Il tuo intervento a chi è rivolto con quale metodologia e orientamento?

La mia esperienza professionale mi porta a lavorare con la primissima infanzia 0/6 anni riconoscendo il gioco come primo strumento di comunicazione/osservazione.
Dopo la laurea ad indirizzo psicologico, il mio percorso di formazione è stato in pedagogia psicoanalitica e questo mi ha dato la possibilità di Ri-conoscere nell’indirizzo psicoanalitico un mio modo di rapportarmi all’altro, in particolare al bambino. Uno degli autori ai quali la Scuola di Formazione (C.I.Ps. Ps. I.A.) fa riferimento è Winnicot e quello che lo psicoanalista racconta nei suoi testi, dal mio punto di vista, è stato incisivo per incontrare il mondo interno del bambino.
Come psicopedagogista mi trovo spesso a lavorare in situazione, o ad incontrare i collettivi per supervisionare i casi. E’ importante definire il mio ruolo ed il mio intervento perché non rientrano in un campo perfettamente “terapeutico” ma in un percorso di “prevenzione “ al disagio. Riuscire a leggere i segnali che un bambino, anche di soli 14/15 mesi, presenta attraverso il corpo mi dà una sensazione di piacere. E’ la disponibilità dell’educatore, quell’adulto, che può muovere un cambiamento nell’altro. Solo attraverso il godimento dell’esperienza, del non farsi intrappolare dal dolore del bambino si può capire, o meglio sentire, il bisogno di questo. Ritengo il “piacere” la prima parola chiave che uno psicopedagogista dovrebbe tenere nella propria mente per sostenere l’altro. Il bambino può crescere solo attraverso una relazione, ma una relazione si sviluppa solo c’è la reciprocità del piacere.
Proverò a raccontare che tipo d’intervento faccio tenendo presente alcuni presupposti, sia quando sono io direttamente a giocare con il bambino, sia, quando sono le educatrici dei servizi educativi che seguo. Ormai sappiamo che ogni bambino c’è rivelato attraverso il gioco. Il gioco è anche osservazione, è la capacità di mantenere quella giusta distanza emotiva che mi fa osservare, ma anche osservarmi. Ascoltandomi posso differenziare me dall’altro, riconoscere ciò che posso temere io o teme l’altro. L’interpretazione del gioco, del transfert, come c’insegna Winnicott, è quasi totalmente interno a me, minimamente coinvolge verbalmente il bambino. Più il bambino è piccolo, più la lettura del gioco, i movimenti del gioco si ricercano nel pre-verbale. Quello che interpreto durante il gioco mi deve servire per modificare l’ambiente.

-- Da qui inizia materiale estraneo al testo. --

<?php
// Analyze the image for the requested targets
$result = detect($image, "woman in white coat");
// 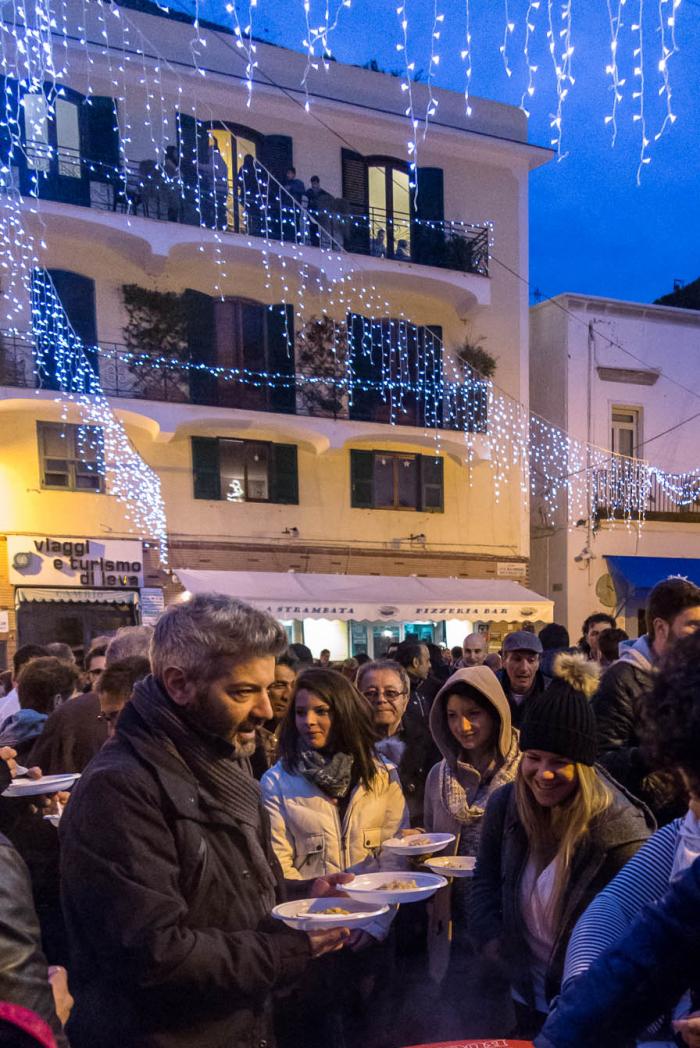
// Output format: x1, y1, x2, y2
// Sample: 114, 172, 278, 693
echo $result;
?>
261, 669, 409, 1048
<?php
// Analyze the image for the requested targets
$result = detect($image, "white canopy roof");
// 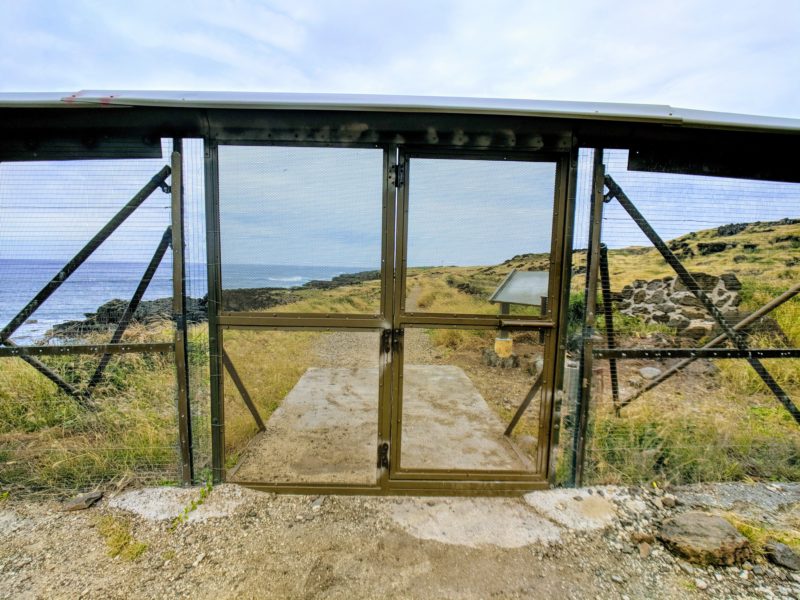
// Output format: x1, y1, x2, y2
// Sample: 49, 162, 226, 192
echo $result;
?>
0, 90, 800, 131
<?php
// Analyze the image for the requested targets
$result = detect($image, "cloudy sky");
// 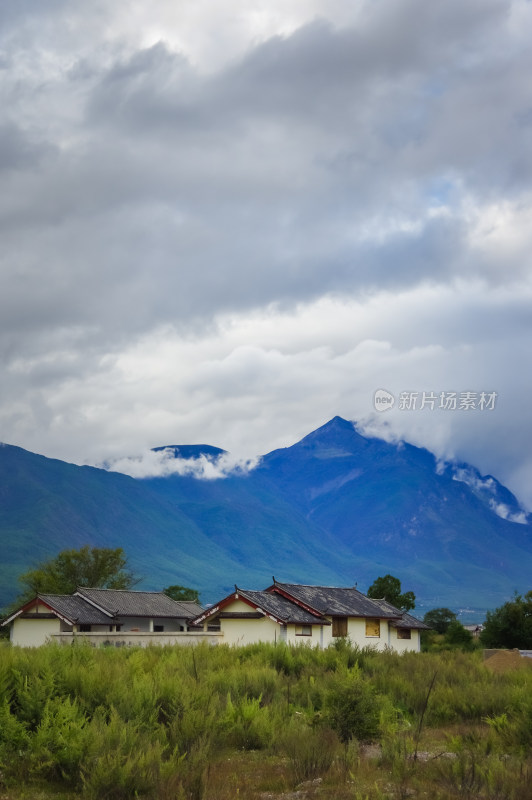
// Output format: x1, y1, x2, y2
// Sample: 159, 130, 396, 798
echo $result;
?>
0, 0, 532, 508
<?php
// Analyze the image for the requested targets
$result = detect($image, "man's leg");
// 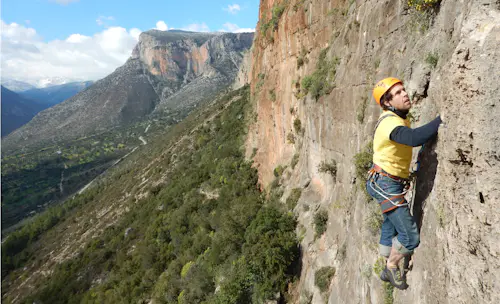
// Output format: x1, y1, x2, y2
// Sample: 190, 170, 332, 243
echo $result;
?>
378, 214, 396, 261
386, 207, 420, 289
378, 213, 396, 282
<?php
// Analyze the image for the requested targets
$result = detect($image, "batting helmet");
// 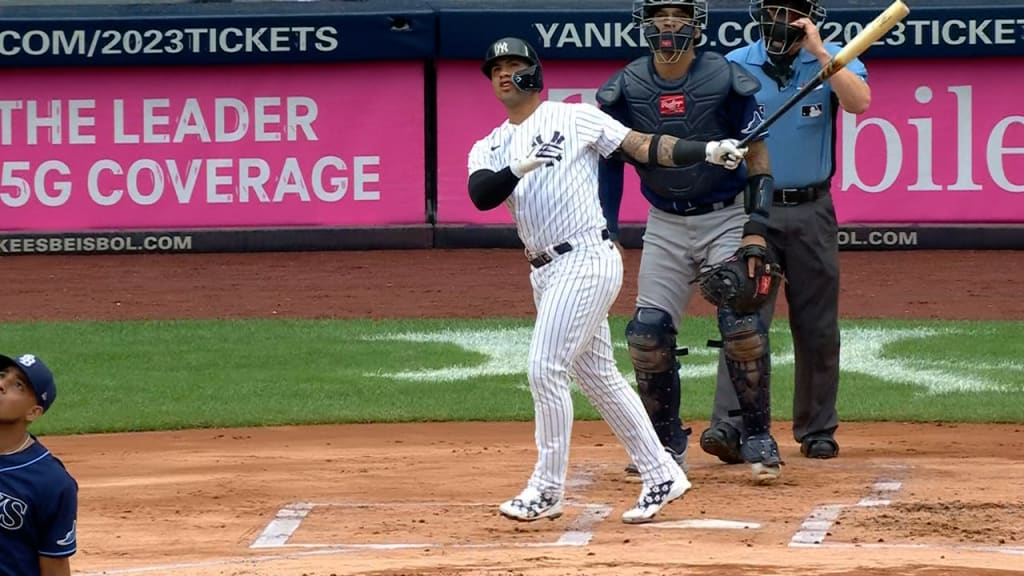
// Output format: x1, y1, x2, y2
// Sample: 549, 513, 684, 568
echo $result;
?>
751, 0, 826, 56
633, 0, 708, 61
480, 37, 544, 92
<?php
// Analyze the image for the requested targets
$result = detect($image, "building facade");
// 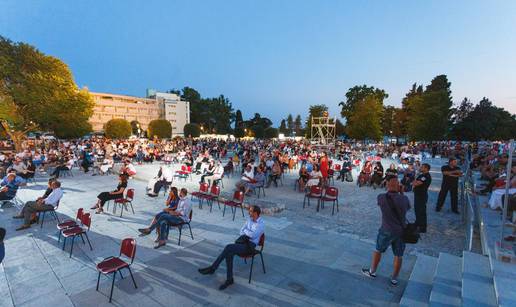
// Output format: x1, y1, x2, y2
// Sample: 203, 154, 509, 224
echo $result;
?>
89, 91, 190, 136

Perché è importante utilizzare il gioco in età evolutiva?

E’ una risposta breve ma è tutto poter affermare che il bambino mentre gioca ci porta il suo mondo interno, si presenta, ci racconta i suoi affetti, ci dice come le due energie di base (libidica e aggressiva) si muovono dentro/fuori di lui. Nel gioco è il non verbale che “entra in gioco”; gioco sta a significare “giocare dentro” e solo con un ascolto costante e continuo posso giocare, comprendendo l’altro nella comunicazione, nella disponibilità a tollerare dentro di me la diversità che incontro fuori.
Solo all’interno di questo rapporto è possibile la regressione, cioè il poter rimettere “in gioco” mancanze, frustrazioni per gestirle, non compensarle. Chiedersi quando si è con un bambino quali legami il bambino sente con l’ambiente, cosa ci sta narrando attraverso il gioco, come usa l’oggetto e lo spazio, a cosa sta dando importanza, quali sentimenti si stanno muovendo tra me e il bambino è di vitale importanza fra narrare il gioco, poter guardare se stessi mentre si guarda il bambino giocare.
Non c’è solo la tecnica nel gioco, c’è il sentimento nell’esperienza, il cambiamento in un bambino avviene dal momento che l’altro (l’adulto) coglie i suoi segnali e riesce a stare in contatto con l’ipereccitabilità, l’assenza, l’aggressività con affetti faticosi per il bambino.
Quando il bambino sente che l’adulto non scappa, il bambino si sente visto, letto, accolto, investito, celebrato anche nella parte non cosciente. In un movimento di questo tipo ritorna la parola chiave “piacere”, piacere di stare con l’altro e potersi permettere di cambiare; magari cambiare trasgredendo, condividendo un’esperienza di contatto e non di solitudine.
Questo, nel mio lavoro, mi dà la possibilità di muovermi non per situazioni che richiedono interventi terapeutici, ma che si attivano all’interno delle istituzioni educative (come asili nido e scuole materne) nelle lettura della prevenzione del disagio.
Alleggerire gli aspetti giudicanti, arricchire di immagini e di emozioni l’altro e condividere i “casi” all’interno del gruppo facilita il veicolare delle emozioni.
Il contatto con il bambino è decisivo nel nostro lavoro, ma sappiamo anche come certi atteggiamenti e movimenti possono diventare “pericolosi” se non filtrati dalla supervisione.
Altro passaggio nel gioco con il bambino è il dare un significato ai comportamenti del bambino; se l’adulto nei servizi educativi non propone un’organizzazione, se nella propria mente non ha una trama il gioco non si sviluppa, la fantasia non è feconda, non c’è sequenza narrativa, c’è solo la solitudine del bambino, perché ogni bambino ha dentro di sé una storia.
Per giocare deve raccontarla a qualcuno che lo sta ad ascoltare e le storie dei bambini sono legate alla quotidianità delle loro esperienze familiari. La presenza dell’adulto di quando gioca con un bambino, è il dare un significato allo stare insieme nei gesti quotidiani. L’educatore dovrebbe rispettare il sentimento vero del bambino, perché l’esperienza vera ha bisogno del suo tempo per costituirsi.
Il contatto presuppone il rispetto, l’ascolto, l’attesa.
Mentre gioco è il clima relazionale che “nutre” che trasforma e accoglie, che fa accedere nell’immaginario del bambino, alleggerendolo delle sue ansie. Il “buon gioco” è legato all’atmosfera che si crea nel rapporto con il bambino, alla capacità di contenere il disagio, le emozioni, la solitudine del bambino.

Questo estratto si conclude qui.